Chávez grew up in a world of image making. His father, Gregory Chávez, was a cinematographer on a number of Mexican feature films, and the younger Chávez shot and printed black-and-white stills from early childhood and studied painting before devoting himself to cinematography. He continues to bring lessons from these earlier endeavors to his work today. “Sometimes you see a scene like a still photographer does,” he says, “and it is lit naturally and the beauty is right there. Then you need an eye to find these things. Other times you need to be more like a painter and create the whole thing—the color and the light and everything. And sometimes you do a little of both.”

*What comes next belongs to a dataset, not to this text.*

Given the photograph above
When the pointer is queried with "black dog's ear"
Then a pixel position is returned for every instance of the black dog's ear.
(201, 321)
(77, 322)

“Me and You,” he says, fits into that last category. He was able to compensate for minimal control over the lighting with good, productive sessions in the da Vinci suite for the final correct. “I love to be able to put windows around part of the scene and just make something lighter or darker or defocus a portion of the frame,” he says.
“If it was a big feature on film,” Chávez concludes, “and I wanted to darken the scene a little behind a close-up, I would take the time to put a flag in or change the light to get the look right on the film. But in this kind of picture, you don’t have a lot of time to do that—but you can get a similar effect in post. It’s always important for a cinematographer to know how make the most of all different types of situations.”